3.18 Analysis: Type Systems
In about 5 pages (approximately 325 80-character lines or 2,750 words), write a paper about type systems.
Provided you write intelligently and demonstrate your understanding of type systems you can write about whatever you’d like. If that is too vague for you, or if you need some guidance, here are some suggestions:
- Discuss why so-called "dynamically typed languages", like Python, Ruby, and Racket can be thought of as statically typed. (Feel free to read Bob Harper’s blog on this topic, but don’t drink his Kool-Aid too much. He’s making a curious reductionary argument that doesn’t correspond to how the concept of "dynamic typing" is generally understand. It’s really a very clever rhetorical argument in favour of static type systems.)
- Discuss the trade-off between safety and convenience in programming as related to type systems.
- Learn about the Curry-Howard isomorphism. Relate and discuss it.
- Discuss how you can encode invariants about data into your types, other than based simply on atomic types.

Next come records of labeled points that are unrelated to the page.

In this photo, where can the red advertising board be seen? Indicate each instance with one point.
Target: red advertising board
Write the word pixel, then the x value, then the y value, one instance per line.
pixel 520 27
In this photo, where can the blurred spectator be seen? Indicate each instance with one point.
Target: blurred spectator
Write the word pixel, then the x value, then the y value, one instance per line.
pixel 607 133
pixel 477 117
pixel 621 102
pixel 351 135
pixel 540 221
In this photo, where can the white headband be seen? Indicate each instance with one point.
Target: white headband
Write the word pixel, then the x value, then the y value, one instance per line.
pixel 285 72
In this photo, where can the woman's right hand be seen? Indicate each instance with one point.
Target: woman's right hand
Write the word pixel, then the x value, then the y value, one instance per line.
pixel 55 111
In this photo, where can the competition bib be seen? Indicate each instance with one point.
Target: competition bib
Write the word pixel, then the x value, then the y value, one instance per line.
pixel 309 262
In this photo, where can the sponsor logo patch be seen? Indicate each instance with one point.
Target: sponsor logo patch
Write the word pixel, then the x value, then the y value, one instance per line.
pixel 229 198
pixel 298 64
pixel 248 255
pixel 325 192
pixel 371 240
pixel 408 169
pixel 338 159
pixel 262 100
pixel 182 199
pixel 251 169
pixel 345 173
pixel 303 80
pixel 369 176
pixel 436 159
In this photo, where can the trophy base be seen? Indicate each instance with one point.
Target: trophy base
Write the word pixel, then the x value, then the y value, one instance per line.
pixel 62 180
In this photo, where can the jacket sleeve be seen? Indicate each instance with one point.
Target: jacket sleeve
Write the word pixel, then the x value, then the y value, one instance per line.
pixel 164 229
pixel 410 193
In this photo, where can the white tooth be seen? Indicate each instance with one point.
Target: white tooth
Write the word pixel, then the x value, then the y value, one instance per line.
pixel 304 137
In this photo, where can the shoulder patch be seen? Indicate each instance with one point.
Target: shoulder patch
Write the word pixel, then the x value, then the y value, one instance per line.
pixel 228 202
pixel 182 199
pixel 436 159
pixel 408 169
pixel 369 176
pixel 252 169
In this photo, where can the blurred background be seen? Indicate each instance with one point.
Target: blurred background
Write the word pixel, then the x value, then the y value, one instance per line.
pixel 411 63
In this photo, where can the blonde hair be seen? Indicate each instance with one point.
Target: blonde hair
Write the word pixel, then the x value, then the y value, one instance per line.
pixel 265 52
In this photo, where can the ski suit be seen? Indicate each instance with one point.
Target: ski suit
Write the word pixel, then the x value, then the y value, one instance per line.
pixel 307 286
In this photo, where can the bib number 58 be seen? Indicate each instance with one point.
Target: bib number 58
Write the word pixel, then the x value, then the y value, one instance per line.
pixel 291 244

- How could you use types to guarantee that a piece of code does not modify the filesystem? Feel free to discuss what types you would give to the code, the filesystem accessors, etc.
- Discuss how type systems relate to laziness. Does laziness make a type system different? How?
- Discuss why type systems are conservative, as opposed to exact or liberal.
- Discuss why the simply-typed lambda calculus is strongly normalizing. Is that a good thing? In what situations?
- Read Functional Programming in C++, by John Carmack. How does this relate to this class and type systems.
- Discuss the difference between the Haskell and ML type systems. In particular, look into monads, type classes, and functors.
- Explain how type inference is related to Gaussian elimination and linear optimization.
- Discuss how type inference leads to "interesting" error messages. Can you think of ways to avoid this problem?
- Learn about the history of the so-called "value restriction" in ML. Relate and analyze it.
- Discuss the "occurs check" during type inference unification.
Refer to Language Analysis the First for details about including citations, history, code, etc in your writing in this class.